The PREPARDE Guidelines are shorter than this blog article, and highlight 5 general principles. They assert that, for data publication, a repository must be actively managed in order to:
1. Enable access to the dataset
2. Ensure dataset persistence
3. Ensure dataset stability
4. Enable searching and retrieval of datasets
5. Collect information about repository statistics

DCC is currently adapting the guidelines so they can be used for institutions, to offer advice on data repositories to researchers e.g. through academic librarians. More generally their future is open. What role might these guidelines play in future?  Unfortunately that didn’t get discussed much as lunch intervened. One answer may be that they will become redundant once the Trusted Repository standards have had a little more time to take off.  Alternatively, and my own view, there is a continuing place for guidelines like these to pick out those factors that best fit particular use cases.  

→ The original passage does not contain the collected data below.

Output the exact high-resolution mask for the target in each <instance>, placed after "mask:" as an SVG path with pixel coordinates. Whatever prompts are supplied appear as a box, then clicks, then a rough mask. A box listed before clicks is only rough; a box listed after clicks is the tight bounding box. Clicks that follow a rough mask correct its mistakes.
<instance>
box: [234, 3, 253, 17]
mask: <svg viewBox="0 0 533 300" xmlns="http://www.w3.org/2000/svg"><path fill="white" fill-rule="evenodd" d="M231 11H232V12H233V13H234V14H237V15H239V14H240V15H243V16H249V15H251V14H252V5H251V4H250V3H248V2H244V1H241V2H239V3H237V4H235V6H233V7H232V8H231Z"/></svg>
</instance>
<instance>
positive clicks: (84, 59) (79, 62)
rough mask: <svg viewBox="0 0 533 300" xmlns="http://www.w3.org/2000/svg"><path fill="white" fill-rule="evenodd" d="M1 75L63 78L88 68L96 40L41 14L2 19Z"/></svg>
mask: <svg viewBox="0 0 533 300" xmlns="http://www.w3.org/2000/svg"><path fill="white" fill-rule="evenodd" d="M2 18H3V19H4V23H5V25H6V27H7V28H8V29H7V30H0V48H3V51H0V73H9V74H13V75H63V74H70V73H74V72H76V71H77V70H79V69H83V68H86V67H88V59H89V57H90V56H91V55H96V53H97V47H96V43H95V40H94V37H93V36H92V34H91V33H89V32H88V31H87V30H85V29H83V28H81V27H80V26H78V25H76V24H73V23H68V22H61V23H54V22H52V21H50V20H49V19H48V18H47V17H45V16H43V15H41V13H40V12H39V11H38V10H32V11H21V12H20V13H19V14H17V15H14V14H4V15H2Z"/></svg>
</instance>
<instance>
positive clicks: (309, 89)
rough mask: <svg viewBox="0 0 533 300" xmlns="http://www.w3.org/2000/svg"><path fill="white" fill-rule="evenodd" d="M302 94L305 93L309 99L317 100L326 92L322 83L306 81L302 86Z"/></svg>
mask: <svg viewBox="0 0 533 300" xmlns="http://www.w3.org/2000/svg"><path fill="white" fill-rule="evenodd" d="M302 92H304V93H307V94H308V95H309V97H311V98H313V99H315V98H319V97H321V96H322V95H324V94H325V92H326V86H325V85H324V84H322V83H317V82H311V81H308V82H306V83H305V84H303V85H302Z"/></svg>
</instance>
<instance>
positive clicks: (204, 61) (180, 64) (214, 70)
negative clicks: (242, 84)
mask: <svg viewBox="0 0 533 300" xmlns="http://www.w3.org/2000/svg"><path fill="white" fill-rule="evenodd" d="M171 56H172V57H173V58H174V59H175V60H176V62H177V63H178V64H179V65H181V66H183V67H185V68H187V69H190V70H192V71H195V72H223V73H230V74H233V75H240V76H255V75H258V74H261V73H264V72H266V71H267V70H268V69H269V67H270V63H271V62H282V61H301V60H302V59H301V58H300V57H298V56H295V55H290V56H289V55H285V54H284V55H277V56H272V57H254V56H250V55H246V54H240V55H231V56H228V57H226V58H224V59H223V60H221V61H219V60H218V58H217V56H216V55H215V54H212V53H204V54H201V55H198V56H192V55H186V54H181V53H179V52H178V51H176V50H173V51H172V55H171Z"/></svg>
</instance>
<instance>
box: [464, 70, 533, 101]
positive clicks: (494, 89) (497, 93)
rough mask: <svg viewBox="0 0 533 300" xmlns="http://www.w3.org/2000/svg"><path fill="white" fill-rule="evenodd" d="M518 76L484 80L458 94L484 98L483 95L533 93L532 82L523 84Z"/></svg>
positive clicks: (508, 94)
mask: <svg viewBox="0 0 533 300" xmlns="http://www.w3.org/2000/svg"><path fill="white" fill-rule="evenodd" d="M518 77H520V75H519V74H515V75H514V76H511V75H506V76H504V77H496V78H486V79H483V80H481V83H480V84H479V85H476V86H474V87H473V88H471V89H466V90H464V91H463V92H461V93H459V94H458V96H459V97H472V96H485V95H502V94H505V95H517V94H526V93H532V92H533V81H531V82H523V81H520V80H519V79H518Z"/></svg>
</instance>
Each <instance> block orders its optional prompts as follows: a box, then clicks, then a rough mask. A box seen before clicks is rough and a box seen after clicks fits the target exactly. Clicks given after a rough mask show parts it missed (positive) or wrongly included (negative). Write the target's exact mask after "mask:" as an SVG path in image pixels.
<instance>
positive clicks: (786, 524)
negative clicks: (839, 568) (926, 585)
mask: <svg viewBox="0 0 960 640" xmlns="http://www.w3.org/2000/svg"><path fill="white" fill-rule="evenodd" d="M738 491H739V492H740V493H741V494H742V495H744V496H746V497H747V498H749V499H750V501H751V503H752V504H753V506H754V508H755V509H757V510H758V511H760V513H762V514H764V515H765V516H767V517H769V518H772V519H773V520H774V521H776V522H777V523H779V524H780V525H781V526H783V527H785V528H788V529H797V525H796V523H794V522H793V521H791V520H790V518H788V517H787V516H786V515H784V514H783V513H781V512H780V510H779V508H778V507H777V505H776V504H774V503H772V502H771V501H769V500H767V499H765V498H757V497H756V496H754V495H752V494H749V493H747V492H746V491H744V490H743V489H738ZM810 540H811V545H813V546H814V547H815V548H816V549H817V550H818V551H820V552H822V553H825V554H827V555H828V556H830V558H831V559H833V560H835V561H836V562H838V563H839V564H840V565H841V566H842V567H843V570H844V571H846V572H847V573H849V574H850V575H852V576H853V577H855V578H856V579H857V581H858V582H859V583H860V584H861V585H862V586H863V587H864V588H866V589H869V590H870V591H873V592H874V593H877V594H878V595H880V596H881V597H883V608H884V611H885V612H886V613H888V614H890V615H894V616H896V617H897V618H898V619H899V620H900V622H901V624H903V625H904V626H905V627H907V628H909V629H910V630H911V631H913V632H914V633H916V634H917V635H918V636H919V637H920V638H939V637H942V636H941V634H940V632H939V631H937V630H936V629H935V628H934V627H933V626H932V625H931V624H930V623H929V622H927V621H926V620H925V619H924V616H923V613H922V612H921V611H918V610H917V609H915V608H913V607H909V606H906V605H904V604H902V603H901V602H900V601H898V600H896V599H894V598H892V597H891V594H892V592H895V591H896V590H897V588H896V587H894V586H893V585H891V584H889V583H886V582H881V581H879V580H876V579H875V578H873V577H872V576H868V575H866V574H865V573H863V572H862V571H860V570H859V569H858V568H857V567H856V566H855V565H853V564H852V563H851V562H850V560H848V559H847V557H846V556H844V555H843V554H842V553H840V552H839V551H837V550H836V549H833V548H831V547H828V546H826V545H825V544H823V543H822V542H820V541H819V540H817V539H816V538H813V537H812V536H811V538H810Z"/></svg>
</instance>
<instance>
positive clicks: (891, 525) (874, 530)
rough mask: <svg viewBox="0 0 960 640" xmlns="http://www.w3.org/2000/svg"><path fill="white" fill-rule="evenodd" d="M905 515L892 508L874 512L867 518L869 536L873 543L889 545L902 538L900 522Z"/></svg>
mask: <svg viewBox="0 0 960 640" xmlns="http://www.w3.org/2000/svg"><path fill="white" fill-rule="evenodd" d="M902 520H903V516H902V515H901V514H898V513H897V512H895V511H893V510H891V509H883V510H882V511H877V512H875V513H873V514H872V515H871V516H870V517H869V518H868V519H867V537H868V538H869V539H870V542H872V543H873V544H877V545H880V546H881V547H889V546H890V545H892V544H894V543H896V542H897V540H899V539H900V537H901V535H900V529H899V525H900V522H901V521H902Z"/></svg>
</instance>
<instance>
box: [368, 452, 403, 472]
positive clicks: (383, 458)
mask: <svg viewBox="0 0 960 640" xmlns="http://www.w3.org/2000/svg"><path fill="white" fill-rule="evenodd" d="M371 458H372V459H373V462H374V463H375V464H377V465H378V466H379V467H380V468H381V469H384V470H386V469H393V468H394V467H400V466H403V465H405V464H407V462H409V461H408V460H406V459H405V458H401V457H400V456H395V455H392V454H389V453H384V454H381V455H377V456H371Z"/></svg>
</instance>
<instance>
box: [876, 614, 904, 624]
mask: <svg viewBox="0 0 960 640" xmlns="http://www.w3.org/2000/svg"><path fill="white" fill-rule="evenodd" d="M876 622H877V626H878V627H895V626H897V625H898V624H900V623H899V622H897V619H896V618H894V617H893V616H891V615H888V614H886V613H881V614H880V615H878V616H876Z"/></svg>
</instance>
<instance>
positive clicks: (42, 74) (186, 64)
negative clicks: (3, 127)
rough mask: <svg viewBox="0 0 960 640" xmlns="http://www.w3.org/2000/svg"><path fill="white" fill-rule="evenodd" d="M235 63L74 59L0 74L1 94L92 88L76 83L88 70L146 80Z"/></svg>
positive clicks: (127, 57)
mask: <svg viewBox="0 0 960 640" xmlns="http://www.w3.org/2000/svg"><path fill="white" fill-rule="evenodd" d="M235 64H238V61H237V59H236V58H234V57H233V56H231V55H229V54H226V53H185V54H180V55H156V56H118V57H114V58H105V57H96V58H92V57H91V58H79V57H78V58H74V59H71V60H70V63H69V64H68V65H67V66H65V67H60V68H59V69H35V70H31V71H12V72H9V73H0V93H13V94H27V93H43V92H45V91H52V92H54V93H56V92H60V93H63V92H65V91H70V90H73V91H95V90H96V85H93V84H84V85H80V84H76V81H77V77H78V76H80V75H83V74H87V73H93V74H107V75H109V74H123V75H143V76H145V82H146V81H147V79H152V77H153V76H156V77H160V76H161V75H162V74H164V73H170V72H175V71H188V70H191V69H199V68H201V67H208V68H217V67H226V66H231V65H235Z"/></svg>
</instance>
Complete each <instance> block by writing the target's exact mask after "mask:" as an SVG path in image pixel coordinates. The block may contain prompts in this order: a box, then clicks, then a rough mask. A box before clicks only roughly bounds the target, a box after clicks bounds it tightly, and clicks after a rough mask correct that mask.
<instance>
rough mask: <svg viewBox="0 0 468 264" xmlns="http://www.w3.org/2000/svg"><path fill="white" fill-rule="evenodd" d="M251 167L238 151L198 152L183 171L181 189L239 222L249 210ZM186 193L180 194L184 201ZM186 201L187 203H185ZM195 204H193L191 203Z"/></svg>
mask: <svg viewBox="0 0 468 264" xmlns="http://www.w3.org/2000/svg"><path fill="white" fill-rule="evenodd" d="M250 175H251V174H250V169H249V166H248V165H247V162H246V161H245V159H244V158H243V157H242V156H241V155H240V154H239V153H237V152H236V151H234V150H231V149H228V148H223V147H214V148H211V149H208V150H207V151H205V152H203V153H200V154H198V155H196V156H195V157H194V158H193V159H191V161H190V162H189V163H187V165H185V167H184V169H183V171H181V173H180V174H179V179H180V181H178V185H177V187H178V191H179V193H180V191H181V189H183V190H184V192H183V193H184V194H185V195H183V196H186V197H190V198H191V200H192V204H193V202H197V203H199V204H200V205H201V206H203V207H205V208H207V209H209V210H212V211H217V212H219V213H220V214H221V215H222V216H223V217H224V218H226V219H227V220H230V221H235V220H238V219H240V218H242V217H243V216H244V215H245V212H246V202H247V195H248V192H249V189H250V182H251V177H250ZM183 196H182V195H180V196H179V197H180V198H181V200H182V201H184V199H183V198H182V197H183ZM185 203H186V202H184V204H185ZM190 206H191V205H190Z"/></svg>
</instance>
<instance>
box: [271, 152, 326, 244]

The full-blown accreditation standards will always be complex, designed so specialist assessors can do the heavy work and then let the kite marks speak for themselves.  But trust is a two-way thing, and accreditation schemes can’t possibly cover every aspect. Perhaps these guidelines are to data publication what glossy magazine “can you really trust your partner” articles are to romance; to be taken lightly, no substitute for a pre-nuptial agreement if you really want to go that far, and probably more likely to be read. Perhaps they will fall between these extremes and be taken more seriously as the basis for identifying ‘service levels’, to govern partnerships between repositories and others.  The signs of that happening are good; the guidelines have already been applied in one notable case; Nature’s flagship data journal Scientific Data. More will surely follow.